Roke et al. 2009
In this paper, analysis results for several SC-CBF configurations are presented. The purposes of SC-CBF are to minimize structural damage under seismic loading and provide significant drift capacity while limiting damage and residual drift. Conventional CBF systems have limited drift capacity before brace buckling and damage leads to deterioration in strength and stiffness. In this paper, system behavior of SC-CBFs is explained, and then the different configurations are considered. Finally, performance based design procedures of the SC-CBF are clarified.
System Concept
The structure at hand is composed of beams, columns, and braces. Column base details permit the columns to uplift. Gravity loads and PT forces resist column uplift and provide a restoring force after uplift. The beams, columns, and braces are intended to behave elastically under the design earthquake while column uplift controls the force levels in the frame.

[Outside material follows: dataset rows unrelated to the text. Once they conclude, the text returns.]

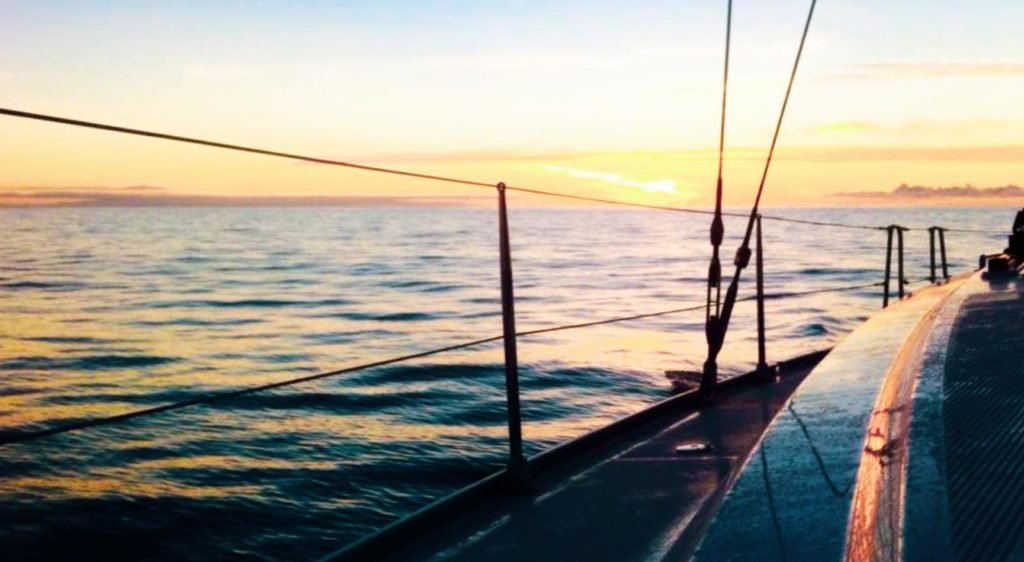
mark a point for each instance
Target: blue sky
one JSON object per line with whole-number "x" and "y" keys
{"x": 383, "y": 80}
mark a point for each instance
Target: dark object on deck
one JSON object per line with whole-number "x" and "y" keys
{"x": 1016, "y": 248}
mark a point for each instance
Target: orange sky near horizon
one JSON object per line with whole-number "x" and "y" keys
{"x": 602, "y": 109}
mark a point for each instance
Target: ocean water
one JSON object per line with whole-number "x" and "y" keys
{"x": 108, "y": 310}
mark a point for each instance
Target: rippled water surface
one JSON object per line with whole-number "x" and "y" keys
{"x": 108, "y": 310}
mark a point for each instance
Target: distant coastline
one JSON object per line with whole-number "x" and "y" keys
{"x": 904, "y": 191}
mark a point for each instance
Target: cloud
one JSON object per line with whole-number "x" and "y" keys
{"x": 844, "y": 127}
{"x": 910, "y": 70}
{"x": 905, "y": 191}
{"x": 158, "y": 197}
{"x": 656, "y": 186}
{"x": 920, "y": 128}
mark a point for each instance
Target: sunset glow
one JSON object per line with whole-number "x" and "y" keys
{"x": 602, "y": 98}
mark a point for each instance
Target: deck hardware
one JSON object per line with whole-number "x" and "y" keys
{"x": 764, "y": 373}
{"x": 901, "y": 279}
{"x": 932, "y": 231}
{"x": 697, "y": 446}
{"x": 517, "y": 463}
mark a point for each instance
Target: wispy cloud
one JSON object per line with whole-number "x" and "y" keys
{"x": 157, "y": 197}
{"x": 656, "y": 186}
{"x": 914, "y": 70}
{"x": 562, "y": 59}
{"x": 930, "y": 129}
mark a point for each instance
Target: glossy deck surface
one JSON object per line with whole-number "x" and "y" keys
{"x": 982, "y": 441}
{"x": 795, "y": 498}
{"x": 634, "y": 498}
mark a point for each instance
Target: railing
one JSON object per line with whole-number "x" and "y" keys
{"x": 517, "y": 466}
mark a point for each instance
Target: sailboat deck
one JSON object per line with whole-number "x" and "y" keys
{"x": 631, "y": 498}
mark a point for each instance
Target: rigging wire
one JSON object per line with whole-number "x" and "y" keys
{"x": 720, "y": 326}
{"x": 394, "y": 171}
{"x": 717, "y": 232}
{"x": 12, "y": 437}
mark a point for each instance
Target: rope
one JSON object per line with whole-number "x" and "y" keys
{"x": 407, "y": 173}
{"x": 18, "y": 437}
{"x": 717, "y": 226}
{"x": 718, "y": 328}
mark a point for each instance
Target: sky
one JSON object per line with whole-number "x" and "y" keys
{"x": 604, "y": 98}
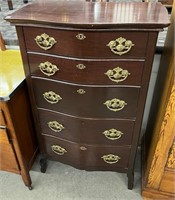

The fundamental behavior of the SC-CBF system under a lateral load is rocking on its base. This behavior can be observed when the column under tension from overturning moment decompresses and uplifts from its support. The SC-CBF is designed to decompress at the base at a selected level of lateral loading, initiating a rigid-body rotation (rocking) of the frame. Vertically aligned PT bars were used for SC of the system. They resist the uplift and provided a restoring force to return the SC-CBF to the foundation. The frame members are designed to resist the internal member forces that develop at PT yielding, minimizing structural damage before the PT bar yields.
Analytical Study
Drift capacity and self-centering behavior of SC-CBF configurations were obtained from the results of a dynamic analysis. Three different configurations were used. The first one (Frame A) was a typical braced frame with PT steel along each column. The second frame (Frame D) consisted of an SC-CBF placed between two additional columns. The third one (Frame DDIST) was a modification of Frame D: vertical struts are added at the upper stories. The seismic responses of several 6-story SC-CBF systems were obtained from nonlinear time-history analyses by using OPENSEES. Beams, columns and braces were modeled as linear elastic and PT steel was modeled using non-linear truss-bar elements. According to the results, frame configuration has an effect on the dynamic response, and ED elements reduce the dynamic drift demand of the structure. Moreover, the first mode response is effectively limited by the rocking behavior; however, the higher modes contribute to the response during rocking of the SC-CBF.
Reference
Roke, D., Sause R., Ricles J.M., and Gonner N. (2009). “Damage-Free Seismic Resistant Self-Centering Steel Concentrically Braced Frames,” Stessa 2009 – Mazzolani, Ricles & Sause (eds) 2009 Taylor & Francis Group, London, ISBN 978-0-415-56326-0.